What a Hell’s Angel’s shell would look like if he wore one…
Seen in the picture above the Opisthostoma vermiculum shell rotates on four different axises (I apologize if you just spit out your coffee on your computer screen). In order to do this, the snail must have twisted inside its shell as it was forming. The shell also …
…coils, uncoils and recoils all around itself, detaching and reattaching the whole time. Needless to say, this has never been seen before.

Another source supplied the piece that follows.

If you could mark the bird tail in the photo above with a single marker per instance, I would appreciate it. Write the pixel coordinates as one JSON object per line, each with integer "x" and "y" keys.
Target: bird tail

“I thought it was one of mother nature’s practical jokes,” said Reuben Clements from the World Wide Fund for Nature in Selangor, Malaysia, in this article on nytimes.com. Nope, he found a bunch more of the shells in a quarry, and confirmed this is one twisted f-ing snail…literally. Unfortunately, they have yet to find a living sample, so we’re just going to have to hold our breath to find out what it’s looks like. In the meantime, just try to forget everything you’ve ever known about the geometry of snail shells.

An artist’s rendition of what the actual snail probably looks like outside of its shell.